HOMILÍA DOMINGO XXX DEL TIEMPO ORDINARIO

Lecturas bíblicas: Ex 22,21-27; Sal 17,2-4.47.51 (R/. Yo te amo, Señor, tú eres mi fortaleza); 1Ts 1,5-10; Aleluya: Jn 14,23 «Si alguno me ama, guardará mi palabra»; Mt 22,34-40.
Queridos hermanos y hermanas:
En el evangelio escuchamos Jesús que responde a la pregunta de un fariseo, que pretendía ponerle a prueba sobre el mandamiento principal de la Ley: «“Amarás al Señor tu Dios con todo tu corazón, con toda tu alma, con todo tu ser”. Este es el mandamiento principal y primero» (Mt 22,37-38). En verdad, no hay otro mandamiento superior, porque hemos sido creados por el amor de Dios a sus criaturas, a su entera creación. Todo ha venido al ser por el amor de Dios, que «lo creó todo para que subsistiera» (Sb 1,14a). Hemos sido creados por Dios, pero también es Dios nuestro redentor. Caídos en la nada del pecado e instalados en sus miserias, hemos sido redimidos por la misericordia entrañable de Dios para con nosotros. San Pablo contraponiendo la vida que llevaban los Efesios antes de haber llegado a ellos el Evangelio, sumergidos en una vida de pecado se hallaban en una situación de muerte, de la que los libró el Dios redentor por medio de su Hijo Jesucristo.

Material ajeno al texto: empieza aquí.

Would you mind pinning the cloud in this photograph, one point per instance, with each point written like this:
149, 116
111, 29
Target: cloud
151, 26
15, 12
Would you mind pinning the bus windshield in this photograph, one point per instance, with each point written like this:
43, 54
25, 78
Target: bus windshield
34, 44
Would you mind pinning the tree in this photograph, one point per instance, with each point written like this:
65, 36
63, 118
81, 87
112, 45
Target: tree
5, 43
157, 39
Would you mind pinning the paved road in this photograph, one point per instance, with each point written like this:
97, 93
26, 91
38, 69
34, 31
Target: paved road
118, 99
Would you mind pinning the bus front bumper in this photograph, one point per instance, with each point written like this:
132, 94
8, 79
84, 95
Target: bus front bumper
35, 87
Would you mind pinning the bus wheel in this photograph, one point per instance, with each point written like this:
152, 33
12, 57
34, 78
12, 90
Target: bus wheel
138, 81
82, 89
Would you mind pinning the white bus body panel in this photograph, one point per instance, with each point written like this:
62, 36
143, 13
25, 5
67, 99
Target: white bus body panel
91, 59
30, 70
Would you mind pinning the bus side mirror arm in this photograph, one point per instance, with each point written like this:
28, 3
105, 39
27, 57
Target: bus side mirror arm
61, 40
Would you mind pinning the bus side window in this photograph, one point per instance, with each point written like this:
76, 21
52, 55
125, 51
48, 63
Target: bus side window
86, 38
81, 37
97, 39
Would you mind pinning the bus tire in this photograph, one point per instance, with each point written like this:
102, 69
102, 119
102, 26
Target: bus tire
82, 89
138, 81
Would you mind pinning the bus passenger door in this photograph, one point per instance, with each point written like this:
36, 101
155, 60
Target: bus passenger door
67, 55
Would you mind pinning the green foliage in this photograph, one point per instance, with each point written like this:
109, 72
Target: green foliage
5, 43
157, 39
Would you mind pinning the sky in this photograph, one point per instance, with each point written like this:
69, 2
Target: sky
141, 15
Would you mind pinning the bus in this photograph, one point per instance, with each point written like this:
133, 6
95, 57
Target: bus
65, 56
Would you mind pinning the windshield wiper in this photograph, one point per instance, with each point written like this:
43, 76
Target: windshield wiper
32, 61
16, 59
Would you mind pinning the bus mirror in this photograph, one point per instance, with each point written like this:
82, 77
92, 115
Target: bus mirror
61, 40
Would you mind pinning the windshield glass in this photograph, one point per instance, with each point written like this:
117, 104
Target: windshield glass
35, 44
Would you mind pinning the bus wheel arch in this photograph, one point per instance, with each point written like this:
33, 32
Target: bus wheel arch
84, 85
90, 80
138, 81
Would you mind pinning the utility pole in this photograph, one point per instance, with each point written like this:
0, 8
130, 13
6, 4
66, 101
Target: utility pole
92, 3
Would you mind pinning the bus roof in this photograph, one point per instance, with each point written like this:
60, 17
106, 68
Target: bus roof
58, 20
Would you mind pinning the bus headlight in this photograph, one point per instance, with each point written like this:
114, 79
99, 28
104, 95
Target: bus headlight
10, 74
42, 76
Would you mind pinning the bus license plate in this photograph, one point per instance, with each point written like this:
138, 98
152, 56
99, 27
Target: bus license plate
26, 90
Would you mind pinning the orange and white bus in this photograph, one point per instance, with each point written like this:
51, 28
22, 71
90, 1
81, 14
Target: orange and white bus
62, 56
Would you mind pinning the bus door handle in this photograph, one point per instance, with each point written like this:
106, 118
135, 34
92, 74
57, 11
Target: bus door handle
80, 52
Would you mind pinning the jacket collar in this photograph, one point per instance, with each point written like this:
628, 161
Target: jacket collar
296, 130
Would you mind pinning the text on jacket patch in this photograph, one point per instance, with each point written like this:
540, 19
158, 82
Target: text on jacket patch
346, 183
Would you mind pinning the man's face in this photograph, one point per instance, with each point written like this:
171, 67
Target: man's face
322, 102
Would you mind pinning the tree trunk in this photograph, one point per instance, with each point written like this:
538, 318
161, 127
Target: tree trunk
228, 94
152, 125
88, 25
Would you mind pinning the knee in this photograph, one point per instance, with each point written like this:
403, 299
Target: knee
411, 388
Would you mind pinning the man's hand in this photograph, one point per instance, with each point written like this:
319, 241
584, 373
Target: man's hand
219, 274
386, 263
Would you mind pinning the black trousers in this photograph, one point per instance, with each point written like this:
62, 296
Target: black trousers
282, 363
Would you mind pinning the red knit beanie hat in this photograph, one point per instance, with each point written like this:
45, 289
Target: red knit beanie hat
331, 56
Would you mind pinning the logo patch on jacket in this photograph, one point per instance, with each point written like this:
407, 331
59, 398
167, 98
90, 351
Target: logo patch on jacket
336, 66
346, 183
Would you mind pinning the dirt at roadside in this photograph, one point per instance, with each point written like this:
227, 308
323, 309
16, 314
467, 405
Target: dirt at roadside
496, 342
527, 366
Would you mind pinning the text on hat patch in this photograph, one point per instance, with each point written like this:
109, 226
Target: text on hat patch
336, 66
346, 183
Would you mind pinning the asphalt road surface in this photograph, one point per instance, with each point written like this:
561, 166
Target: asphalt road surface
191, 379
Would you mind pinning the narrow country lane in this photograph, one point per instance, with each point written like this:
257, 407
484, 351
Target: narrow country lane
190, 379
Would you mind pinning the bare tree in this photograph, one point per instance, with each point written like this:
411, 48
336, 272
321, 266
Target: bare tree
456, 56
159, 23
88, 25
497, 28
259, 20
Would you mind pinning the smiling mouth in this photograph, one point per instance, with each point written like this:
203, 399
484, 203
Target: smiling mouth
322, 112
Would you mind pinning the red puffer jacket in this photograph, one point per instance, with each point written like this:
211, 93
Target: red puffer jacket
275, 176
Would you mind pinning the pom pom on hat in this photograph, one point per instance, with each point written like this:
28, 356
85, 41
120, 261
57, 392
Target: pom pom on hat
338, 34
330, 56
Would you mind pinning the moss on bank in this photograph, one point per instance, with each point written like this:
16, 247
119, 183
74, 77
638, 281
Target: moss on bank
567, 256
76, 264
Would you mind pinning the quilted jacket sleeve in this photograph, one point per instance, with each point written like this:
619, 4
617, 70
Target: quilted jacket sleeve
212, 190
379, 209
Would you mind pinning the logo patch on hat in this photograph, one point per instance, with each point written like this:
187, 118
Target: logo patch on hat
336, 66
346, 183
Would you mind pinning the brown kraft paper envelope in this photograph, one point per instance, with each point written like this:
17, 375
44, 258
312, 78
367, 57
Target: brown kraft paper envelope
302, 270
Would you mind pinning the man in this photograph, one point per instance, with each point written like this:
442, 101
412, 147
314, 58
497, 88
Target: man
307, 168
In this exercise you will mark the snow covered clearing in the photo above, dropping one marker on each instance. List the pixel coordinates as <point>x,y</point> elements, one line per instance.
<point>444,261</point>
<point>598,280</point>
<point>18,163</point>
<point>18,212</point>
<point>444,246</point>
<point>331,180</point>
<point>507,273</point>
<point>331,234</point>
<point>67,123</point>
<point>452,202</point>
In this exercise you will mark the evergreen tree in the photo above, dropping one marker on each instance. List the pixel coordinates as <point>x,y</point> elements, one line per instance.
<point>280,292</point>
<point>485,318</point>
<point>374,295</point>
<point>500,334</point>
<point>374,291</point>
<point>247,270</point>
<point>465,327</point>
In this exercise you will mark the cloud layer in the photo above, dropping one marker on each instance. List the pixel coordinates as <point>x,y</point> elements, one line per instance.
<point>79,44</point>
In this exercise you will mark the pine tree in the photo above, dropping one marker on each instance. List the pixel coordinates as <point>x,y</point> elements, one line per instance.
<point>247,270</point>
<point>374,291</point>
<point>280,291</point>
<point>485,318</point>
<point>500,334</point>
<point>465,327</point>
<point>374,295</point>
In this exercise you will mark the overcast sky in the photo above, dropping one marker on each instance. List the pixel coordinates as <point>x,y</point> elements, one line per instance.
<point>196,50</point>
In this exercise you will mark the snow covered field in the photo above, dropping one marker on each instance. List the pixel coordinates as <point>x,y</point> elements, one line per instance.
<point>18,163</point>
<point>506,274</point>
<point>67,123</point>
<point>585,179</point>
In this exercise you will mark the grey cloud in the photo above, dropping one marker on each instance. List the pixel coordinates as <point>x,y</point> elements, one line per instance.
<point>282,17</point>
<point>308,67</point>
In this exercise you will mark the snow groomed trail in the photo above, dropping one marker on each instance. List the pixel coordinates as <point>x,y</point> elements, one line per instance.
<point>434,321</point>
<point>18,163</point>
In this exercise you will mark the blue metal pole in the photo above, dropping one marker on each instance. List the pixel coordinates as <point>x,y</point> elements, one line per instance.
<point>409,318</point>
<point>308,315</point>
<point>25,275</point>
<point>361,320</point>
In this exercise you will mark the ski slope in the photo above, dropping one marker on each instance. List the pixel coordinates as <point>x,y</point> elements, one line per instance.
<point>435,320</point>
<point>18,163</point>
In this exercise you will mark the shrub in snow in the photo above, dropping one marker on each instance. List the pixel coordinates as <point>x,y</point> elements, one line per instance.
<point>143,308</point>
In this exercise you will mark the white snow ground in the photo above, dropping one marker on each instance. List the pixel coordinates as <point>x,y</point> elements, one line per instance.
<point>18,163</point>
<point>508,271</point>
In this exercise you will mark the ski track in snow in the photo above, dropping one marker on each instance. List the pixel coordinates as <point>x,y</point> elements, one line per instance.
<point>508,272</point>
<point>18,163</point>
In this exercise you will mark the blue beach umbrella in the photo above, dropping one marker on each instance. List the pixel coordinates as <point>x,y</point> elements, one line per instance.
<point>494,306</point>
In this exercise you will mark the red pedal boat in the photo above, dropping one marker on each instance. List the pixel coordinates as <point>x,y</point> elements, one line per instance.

Les dice el Apóstol: «Pero Dios, rico en misericordia, por el grande amor con que nos amó, estando muertos a causa de nuestros delitos, nos vivificó juntamente con Cristo —por pura gracia estáis salvados— y con él nos resucitó y nos hizo sentar en los cielos en Cristo Jesús» (Ef 2,4-6). La obra de Cristo es la de nuestra redención, y porque el mismo Dios que en la historia de la salvación se ha acreditado como creador y redentor del hombre caído se revela en Cristo como el Dios que por puro amor ha creado y rescatado al hombre de su perdición. Sólo a Dios debe el hombre amar sin condiciones entregándose a él con fe y plena confianza en quien ha entregado a su Hijo por amor al hombre, creado a su imagen y semejanza (cf. Jn 3,16s; Gn 1,26-27).
A lo largo de toda la historia de la salvación Dios se revela como creador de la humanidad y del pueblo que él eligió entre todos los pueblos de la tierra, dirigiéndose a este pueblo elegido con palabras inequívocas de amor: el Señor es «tu creador, Jacob, tu plasmador, Israel» (Is 43,1). A pesar de las infidelidades de su pueblo y del abandono de la alianza que estableció con él, alejándose de los mandamientos, Dios comienza la redención de la humanidad mediante la redención de su pueblo, al que le dirige estas palabras de consuelo y esperanza: «No temas, que yo te he rescatado, te he llamado por tu nombre. Tú eres mío […] Porque yo soy el Señor tu Dios, el Santo de Israel, tu salvador» (Is 43,1b.3). Por esto, porque Dios se ha acreditado así en la historia de la salvación como creador y redentor de su pueblo, un maestro de la Ley debe saber que el mandamiento primero y principal es el amor que Israel debe tributar a Dios, porque sólo él es el creador y el dueño no sólo de su pueblo, sino de la humanidad, y sólo él es el verdadero señor de la historia. Por eso, el amor a Dios está por encima de todo amor, por eso Israel debe recordarlo permanentemente y grabarlo en su memoria y en su corazón y repetirse cada mañana: «Escucha, Israel, el Señor nuestro Dios es el único Señor. Amarás al Señor tu Dios con todo tu corazón, con toda tu alma y con todas tus fuerzas» (Dt 6,4-5). Son las palabras del Deuteronomio con las que Jesús respondió a la pregunta del fariseo.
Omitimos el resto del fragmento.